Ho molti pregiudizi e non ho alcuna voglia di superarli. Perché poi. Immaginate me a chiedere di essere “presa con la forza” a un fervente religioso che vive la sessualità come una concessione divina da svolgersi entro norme prestabilite. Non li vorrei attorno. Non importa se mi danno dell’intollerante. Sono arrivata a una fase della mia vita in cui posso anche concedermi il lusso di scegliere seguendo le mie priorità. Sono in difficoltà ad accettare anche di mediare con persone di altre culture. Uno mi ha dato della razzista quando, dopo che mi aveva confessato di essere un credente, gli ho detto di riprendere i suoi abiti e uscire dalla mia vita. Se credi in quello che per me non esiste siamo proprio su pianeti diversi. Tu non penetrerai mai la mia vagina. Non mi toccherai. Non mi leccherai. Non avrai nulla da me. Figuriamoci se ti concedo la mia fragilità. Allora torno al ricordo dell’odore di mio padre, senza pensieri incestuosi, e mi lascio cullare dal fatto che oggi, attraversando zone imprevedibili, piene di sorprese che mi lasciano stupita per quel che io stessa sono in grado di fare, se fossi in presenza di mio padre gli direi di no, non voglio fare la brava. Tieniti la tua moneta e tu, sottomettiti, perché sono io che decido. Sono io che scelgo.

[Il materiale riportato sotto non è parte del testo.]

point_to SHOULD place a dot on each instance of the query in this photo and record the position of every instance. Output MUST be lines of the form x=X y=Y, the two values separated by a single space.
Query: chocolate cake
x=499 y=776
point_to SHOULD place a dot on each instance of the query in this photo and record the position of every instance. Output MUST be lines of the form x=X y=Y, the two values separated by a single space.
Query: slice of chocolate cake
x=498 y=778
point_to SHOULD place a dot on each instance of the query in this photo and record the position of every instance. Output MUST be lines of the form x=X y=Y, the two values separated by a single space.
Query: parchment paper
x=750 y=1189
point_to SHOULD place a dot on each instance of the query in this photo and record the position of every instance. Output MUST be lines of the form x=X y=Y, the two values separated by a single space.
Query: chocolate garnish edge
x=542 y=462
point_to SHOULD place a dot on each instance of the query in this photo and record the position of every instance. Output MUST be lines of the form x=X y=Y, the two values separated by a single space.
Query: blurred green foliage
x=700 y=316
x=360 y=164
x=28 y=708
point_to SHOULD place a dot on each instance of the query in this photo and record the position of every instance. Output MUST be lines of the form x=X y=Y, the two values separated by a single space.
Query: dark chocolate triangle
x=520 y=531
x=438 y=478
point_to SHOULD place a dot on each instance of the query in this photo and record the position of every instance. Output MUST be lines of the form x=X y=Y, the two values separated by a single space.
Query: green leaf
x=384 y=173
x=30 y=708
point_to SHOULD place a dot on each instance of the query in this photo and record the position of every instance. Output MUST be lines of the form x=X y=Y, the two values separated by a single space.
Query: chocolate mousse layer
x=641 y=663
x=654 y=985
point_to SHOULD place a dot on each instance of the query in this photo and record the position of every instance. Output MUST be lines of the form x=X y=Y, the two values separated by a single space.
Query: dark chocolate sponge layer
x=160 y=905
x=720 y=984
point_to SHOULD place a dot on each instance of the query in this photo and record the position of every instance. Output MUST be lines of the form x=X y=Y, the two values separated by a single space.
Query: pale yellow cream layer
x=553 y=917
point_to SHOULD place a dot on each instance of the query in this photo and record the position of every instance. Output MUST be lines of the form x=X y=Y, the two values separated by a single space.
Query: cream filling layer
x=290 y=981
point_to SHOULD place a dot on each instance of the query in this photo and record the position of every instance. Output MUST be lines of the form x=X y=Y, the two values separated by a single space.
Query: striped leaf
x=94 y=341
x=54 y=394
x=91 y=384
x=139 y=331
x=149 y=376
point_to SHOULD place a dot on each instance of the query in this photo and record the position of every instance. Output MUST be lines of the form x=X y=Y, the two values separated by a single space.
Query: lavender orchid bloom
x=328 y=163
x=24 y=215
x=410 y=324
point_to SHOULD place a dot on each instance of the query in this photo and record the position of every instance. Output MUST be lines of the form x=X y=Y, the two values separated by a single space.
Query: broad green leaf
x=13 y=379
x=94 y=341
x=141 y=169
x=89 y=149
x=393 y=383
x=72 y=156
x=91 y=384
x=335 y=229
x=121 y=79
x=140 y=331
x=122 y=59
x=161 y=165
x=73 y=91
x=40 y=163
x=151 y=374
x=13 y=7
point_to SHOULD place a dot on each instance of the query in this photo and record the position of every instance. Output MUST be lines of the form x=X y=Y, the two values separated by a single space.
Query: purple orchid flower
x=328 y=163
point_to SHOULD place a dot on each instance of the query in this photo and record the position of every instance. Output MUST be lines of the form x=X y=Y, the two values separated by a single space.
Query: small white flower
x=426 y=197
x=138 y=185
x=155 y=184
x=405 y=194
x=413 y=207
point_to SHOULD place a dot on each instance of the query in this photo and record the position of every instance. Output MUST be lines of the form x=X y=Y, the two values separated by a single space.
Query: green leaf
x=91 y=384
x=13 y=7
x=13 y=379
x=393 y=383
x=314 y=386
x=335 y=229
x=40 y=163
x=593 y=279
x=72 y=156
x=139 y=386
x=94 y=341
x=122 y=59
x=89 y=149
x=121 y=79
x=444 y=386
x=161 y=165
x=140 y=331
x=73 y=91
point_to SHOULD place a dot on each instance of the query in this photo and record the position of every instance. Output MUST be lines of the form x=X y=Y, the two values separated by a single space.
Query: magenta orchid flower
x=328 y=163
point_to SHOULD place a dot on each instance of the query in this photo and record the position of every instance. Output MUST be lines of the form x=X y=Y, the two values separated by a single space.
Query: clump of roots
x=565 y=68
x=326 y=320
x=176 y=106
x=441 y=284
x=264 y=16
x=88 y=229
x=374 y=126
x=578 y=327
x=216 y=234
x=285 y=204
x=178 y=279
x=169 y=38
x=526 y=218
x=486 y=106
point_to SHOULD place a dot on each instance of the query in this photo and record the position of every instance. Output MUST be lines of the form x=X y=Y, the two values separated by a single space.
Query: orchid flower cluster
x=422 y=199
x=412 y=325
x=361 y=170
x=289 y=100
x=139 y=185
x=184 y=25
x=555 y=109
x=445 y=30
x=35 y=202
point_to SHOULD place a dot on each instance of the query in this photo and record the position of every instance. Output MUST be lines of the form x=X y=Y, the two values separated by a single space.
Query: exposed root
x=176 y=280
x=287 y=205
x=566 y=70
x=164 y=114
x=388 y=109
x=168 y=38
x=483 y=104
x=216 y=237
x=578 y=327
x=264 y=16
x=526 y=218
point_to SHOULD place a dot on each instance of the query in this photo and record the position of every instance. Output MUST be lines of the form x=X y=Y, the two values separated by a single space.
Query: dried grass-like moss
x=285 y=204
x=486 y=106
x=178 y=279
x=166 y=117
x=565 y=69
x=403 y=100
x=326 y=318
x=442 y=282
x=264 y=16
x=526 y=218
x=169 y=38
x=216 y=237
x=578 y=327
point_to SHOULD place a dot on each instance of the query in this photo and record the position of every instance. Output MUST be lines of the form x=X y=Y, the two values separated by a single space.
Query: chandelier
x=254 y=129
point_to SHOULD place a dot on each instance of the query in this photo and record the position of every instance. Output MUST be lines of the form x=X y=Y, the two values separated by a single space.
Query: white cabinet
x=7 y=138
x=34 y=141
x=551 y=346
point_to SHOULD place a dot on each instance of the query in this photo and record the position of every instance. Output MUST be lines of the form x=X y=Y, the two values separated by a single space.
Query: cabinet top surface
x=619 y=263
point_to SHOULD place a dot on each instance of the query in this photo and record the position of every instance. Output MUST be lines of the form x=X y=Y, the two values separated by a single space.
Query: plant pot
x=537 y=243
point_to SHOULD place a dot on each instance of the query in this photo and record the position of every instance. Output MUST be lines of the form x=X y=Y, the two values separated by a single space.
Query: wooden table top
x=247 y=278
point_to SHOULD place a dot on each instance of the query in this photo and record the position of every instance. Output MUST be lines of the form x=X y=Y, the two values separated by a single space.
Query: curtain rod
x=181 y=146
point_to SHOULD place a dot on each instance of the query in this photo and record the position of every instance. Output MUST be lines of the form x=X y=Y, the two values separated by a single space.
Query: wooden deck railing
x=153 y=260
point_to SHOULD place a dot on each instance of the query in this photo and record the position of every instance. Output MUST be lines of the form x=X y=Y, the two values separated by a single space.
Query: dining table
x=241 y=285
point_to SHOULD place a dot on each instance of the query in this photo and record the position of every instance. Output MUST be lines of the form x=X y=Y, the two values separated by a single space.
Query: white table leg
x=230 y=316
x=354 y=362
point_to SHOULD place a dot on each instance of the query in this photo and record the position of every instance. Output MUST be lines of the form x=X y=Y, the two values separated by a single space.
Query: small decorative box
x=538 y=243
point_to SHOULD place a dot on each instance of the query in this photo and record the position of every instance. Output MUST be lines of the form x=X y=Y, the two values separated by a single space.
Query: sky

Ps: questa è una storia vera. Grazie a chi l’ha raccontata.

—>>>NON accettate di fare bdsm con chi non ne sa nulla e può farvi molto male. Le pratiche descritte dalla donna che si è appena raccontata possono essere pericolose. Non affidatevi a chiunque. QUI alcune descrizioni su spazi che potete seguire per saperne di più.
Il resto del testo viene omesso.